U.S. fighter planes and drones have conducted 819 strikes, compared to 157 from the 10 other countries, states the detailed report obtained last week.
The U.S. began the strikes in Iraq on Aug. 8 and was joined roughly five weeks later by Australia, followed by France, Belgium, the Netherlands and the United Kingdom. They joined as part of President Obama’s plan to have international support in the effort to stop the militant group’s foray into western Iraq and eastern Syria. Canada was the last to join, on Oct. 7, and the last to launch a strike.
France on Sept. 17 became the first Western county other than the U.S. to launch an air strike, destroying an Islamic State depot.
The U.S. ordered the strikes in Syria on Sept. 23, about 72 hours after five Arab nations -- Bahrain, Jordan, Qatar, Saudi Arabia and United Arab Emirates -- agreed to participate.
The five other countries flying attacks in Iraq have committed at least 30 fighter jets and four support aircraft. Their missions have destroyed Islamic State military equipment such as vehicles and depots. And at least one mission last month targeted a captured oil refinery, a top Australian military official said.
Still, U.S. military officials have release few specifics about the missions including information about the accuracy of the strikes, which has been questioned.
U.S. Central Command did not respond this week to several requests for information about strike accuracy and why the U.S. flies the vast majority of the sorties.
And David Johnson, vice admiral of the Royal Australian Air Force, recently told The Guardian that he wouldn’t discuss enemy casualties or target locations for fear of Islamic State’s “aggressive propaganda campaign.

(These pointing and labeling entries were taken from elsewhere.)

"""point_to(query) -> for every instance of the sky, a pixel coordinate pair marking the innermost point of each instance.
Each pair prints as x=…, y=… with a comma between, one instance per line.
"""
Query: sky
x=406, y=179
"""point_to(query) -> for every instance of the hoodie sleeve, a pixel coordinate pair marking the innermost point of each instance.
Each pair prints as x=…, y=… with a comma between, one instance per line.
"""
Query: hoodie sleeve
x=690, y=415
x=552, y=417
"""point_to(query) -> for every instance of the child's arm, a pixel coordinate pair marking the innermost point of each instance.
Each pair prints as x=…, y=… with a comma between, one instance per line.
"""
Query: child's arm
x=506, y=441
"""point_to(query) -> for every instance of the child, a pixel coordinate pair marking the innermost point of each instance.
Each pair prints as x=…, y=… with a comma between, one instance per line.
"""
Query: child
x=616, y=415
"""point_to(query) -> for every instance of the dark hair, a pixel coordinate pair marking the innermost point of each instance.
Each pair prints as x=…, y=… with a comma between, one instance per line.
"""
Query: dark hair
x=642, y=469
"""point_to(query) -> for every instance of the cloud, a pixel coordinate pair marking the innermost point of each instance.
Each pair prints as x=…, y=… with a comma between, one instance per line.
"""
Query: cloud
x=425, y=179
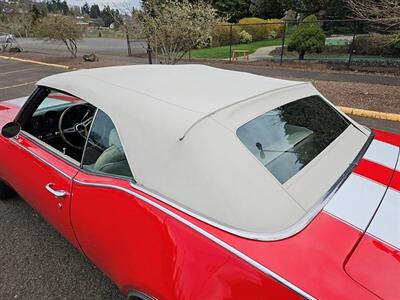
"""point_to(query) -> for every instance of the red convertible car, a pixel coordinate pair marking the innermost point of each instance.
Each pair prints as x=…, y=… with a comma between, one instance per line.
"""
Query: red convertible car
x=190, y=182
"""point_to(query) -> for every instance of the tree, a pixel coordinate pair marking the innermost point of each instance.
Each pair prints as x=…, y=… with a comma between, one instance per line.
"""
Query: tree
x=383, y=13
x=85, y=9
x=309, y=37
x=306, y=6
x=267, y=9
x=94, y=11
x=176, y=26
x=60, y=28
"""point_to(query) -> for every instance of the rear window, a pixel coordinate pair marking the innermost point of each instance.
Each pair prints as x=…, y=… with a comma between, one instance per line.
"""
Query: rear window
x=289, y=137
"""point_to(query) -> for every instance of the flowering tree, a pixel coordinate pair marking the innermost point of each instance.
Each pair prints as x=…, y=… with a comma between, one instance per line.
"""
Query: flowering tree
x=176, y=26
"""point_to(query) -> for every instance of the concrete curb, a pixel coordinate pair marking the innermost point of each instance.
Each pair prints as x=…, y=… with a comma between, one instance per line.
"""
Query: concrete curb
x=370, y=114
x=37, y=62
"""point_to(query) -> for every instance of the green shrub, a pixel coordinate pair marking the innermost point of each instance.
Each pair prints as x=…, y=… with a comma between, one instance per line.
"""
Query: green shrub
x=256, y=27
x=308, y=38
x=245, y=37
x=221, y=34
x=377, y=44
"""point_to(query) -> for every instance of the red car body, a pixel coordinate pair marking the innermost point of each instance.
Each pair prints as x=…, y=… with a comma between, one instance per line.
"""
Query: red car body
x=148, y=247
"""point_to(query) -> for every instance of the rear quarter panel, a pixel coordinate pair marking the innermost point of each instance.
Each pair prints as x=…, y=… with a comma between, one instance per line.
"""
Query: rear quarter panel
x=142, y=248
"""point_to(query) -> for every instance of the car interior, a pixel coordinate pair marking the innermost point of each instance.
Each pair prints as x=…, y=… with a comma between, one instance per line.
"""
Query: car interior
x=64, y=123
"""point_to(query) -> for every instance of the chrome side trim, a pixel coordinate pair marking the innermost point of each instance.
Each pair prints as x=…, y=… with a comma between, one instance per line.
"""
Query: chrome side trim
x=15, y=142
x=87, y=139
x=290, y=231
x=216, y=240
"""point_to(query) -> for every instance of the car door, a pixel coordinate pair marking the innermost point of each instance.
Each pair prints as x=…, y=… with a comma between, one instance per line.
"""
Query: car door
x=42, y=176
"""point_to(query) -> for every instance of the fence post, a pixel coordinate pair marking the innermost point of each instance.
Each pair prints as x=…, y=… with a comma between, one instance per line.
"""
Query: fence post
x=149, y=50
x=230, y=43
x=283, y=42
x=352, y=43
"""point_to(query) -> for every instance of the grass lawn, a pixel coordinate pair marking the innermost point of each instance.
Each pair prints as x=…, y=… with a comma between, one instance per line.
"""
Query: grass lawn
x=223, y=51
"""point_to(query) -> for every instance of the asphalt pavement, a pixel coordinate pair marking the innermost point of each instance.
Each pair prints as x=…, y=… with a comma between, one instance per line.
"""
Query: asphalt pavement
x=35, y=261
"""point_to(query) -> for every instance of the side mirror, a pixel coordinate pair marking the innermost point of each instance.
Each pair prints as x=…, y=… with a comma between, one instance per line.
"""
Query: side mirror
x=11, y=129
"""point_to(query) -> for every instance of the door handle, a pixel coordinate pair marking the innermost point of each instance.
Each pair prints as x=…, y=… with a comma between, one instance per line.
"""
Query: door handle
x=56, y=193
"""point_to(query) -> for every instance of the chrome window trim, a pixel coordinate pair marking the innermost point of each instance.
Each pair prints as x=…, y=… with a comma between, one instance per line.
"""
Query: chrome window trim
x=50, y=149
x=101, y=174
x=213, y=238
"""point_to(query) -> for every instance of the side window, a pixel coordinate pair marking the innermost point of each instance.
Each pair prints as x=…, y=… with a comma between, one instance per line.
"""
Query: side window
x=104, y=153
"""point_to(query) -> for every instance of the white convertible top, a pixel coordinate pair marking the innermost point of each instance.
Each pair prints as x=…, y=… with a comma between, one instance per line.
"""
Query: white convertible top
x=178, y=124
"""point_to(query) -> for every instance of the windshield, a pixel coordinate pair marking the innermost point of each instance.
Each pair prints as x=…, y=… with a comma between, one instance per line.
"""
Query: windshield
x=289, y=137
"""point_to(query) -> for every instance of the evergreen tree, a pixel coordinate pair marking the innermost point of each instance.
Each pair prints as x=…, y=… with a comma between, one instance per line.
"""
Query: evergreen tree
x=85, y=9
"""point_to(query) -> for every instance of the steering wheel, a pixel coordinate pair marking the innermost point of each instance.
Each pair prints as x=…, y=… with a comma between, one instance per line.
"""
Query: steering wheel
x=77, y=120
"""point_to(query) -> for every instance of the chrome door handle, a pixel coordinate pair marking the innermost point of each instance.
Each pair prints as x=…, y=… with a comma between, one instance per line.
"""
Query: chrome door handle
x=56, y=193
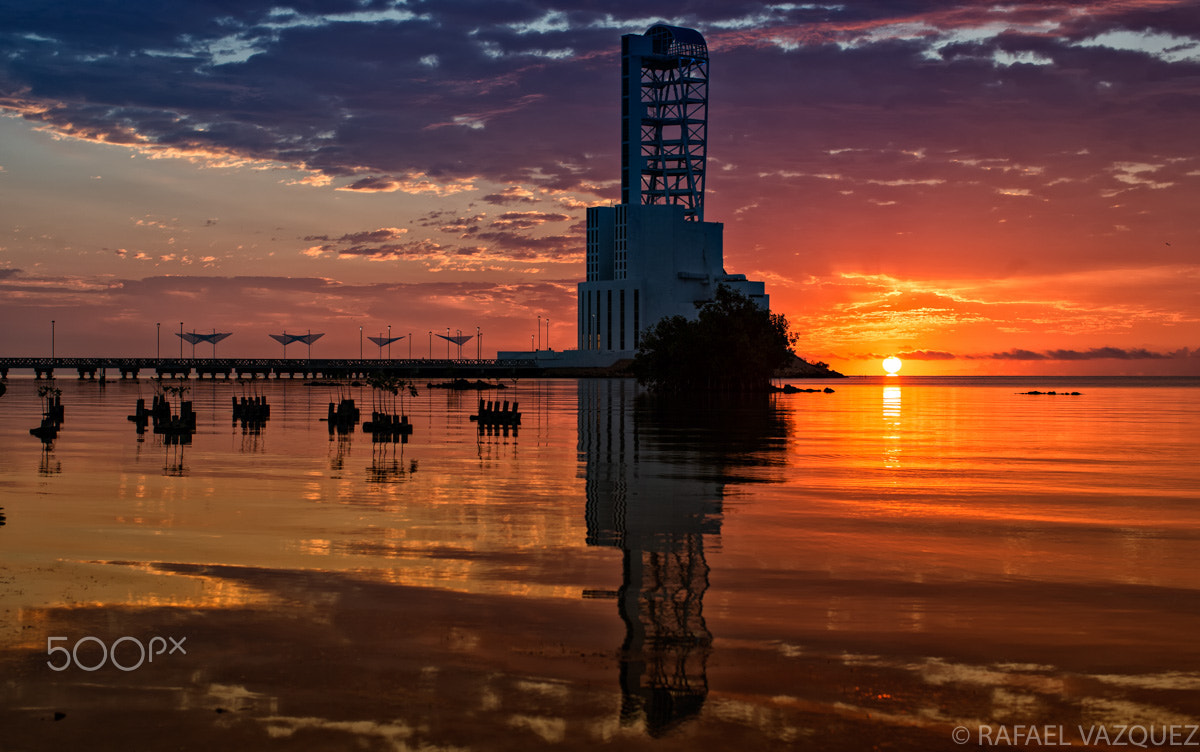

However, one clear challenge is that pilots -- out of concern for killing civilians -- have only a limited number of targets and reportedly can attack only at night.
Another is that Islamic State, a combination country and army, presents an elusive and unconventional target.
Dakota Wood, a defense expert at the Heritage Foundation and retired Marine Corps special operations officer, said Monday that the decisions about which countries will fly which missions or how many mission involves several logistical and political factors.
“You have to find the right pilot to execute a mission in a given tactical environment, which includes fuel time, moving targets and anti-air defenses,” he said. “This takes a certain amount of skill.”
Wood also said the other countries could have joined in the effort under limited rules of engagement, like Germany did in the war in Afghanistan. He said, for example, that the Arab nations might not be willing to attack vehicles because such a strike would kill a lot of fighters.
Another possibility is that Central Command could be marshaling the majority of sorties to U.S. pilots, Wood said.
Oklahoma Sen. James Inhofe, the top Republican on the Senate Armed Services Committee, is among those expressing concern about the challenges of zeroing in on ISIL or ISIS, as Islamic State is also know.
“We need more targeting capability,” he recently told The New York Times.
That the combined 10 other countries have flown fewer attack missions is perhaps no surprise consider the U.S. essentially has the world’s biggest, most powerful military -- including roughly 4,800 attack and fighter planes among more than 13,600 aircraft.
That’s compared to the Royal Bahraini Air Force, which reportedly has less than 50 planes capable of dropping bombs on strategic enemy targets.
A Central Command report Wednesday said pilots conducted 17 more strikes, which bring the total to rough 1,000. But officials did not provide a breakdown on which countries flew the missions.